Umas das maiores responsabilidades da alta administração é a definição de metas e objetivos para o negócio. Para fazer prosperar a empresa e melhorar os resultados, a alta administração estabelece metas e objetivos, frequentemente ambiciosos, para com isso “puxar” a organização e estimular e motivar as pessoas a fazerem melhor. Tais diretrizes são desdobradas para o restante da organização e a sua evolução tende a ser acompanhada periodicamente. Ou seja, a alta administração define as metas e cobra para que sejam atingidas.

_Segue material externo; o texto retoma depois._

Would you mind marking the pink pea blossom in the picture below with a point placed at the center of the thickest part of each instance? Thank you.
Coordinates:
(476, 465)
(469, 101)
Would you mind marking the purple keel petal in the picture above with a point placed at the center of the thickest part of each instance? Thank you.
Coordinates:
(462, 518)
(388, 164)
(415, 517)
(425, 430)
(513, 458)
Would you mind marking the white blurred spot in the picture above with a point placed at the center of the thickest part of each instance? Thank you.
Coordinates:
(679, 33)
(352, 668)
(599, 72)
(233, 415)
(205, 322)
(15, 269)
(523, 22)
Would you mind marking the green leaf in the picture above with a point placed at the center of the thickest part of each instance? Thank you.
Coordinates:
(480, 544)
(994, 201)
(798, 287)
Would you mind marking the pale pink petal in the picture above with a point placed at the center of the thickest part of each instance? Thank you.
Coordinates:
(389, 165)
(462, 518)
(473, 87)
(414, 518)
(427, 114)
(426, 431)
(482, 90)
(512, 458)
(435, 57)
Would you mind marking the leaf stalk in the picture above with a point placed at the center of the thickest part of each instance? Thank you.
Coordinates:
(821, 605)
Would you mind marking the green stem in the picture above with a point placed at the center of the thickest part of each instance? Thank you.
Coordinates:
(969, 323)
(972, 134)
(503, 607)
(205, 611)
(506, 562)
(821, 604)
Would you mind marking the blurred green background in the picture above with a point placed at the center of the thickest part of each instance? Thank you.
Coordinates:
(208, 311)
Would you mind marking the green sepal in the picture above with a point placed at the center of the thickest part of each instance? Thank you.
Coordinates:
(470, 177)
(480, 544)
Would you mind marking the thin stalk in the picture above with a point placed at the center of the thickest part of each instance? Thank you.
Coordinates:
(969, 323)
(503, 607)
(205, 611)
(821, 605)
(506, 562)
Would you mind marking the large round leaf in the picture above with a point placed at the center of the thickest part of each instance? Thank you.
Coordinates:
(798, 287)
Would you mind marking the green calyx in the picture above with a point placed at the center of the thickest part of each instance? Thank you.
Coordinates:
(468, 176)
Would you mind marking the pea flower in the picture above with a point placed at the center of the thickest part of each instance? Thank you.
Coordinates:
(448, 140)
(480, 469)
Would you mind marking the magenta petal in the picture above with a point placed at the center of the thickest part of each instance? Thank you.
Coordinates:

Em nosso leanmail de abril de 2009, intitulado “Cuidados com a gestão por indicadores”, destacamos os equívocos que se cometem ao focalizar a gestão nos números exclusivamente. Após receber diversos comentários, decidi voltar ao assunto procurando clarificar este tema.
Nos nossos trabalhos com a alta administração das empresas, buscando avançar na jornada lean, procuramos enfatizar o papel dos líderes na transformação e um dos aspectos mais relevantes que mostramos é a importância do “genchi genbustu”.
Mas o que é o genchi genbtsu? Para que serve? Porque é importante? Qual a sua relação do com a conquista de resultados?
“Genchi Genbutsu” significa literalmente o local real (“genchi”) e as coisas reais (“genbutsu”). Implica que as pessoas devem ir até o local onde as coisas acontecem e serem capazes de analisar e entender profundamente o que está acontecendo. É uma maneira de se envolver pessoalmente e diretamente com os processos reais e com os problemas reais.
A famosa frase da Taiichi Ohno “dados são importantes, mas dou maior ênfase aos fatos” está ligada a isso. Para saber os fatos, você precisa ver por si próprio com olhos críticos. Indicadores, números ou dados são meras representações do que acontece na realidade.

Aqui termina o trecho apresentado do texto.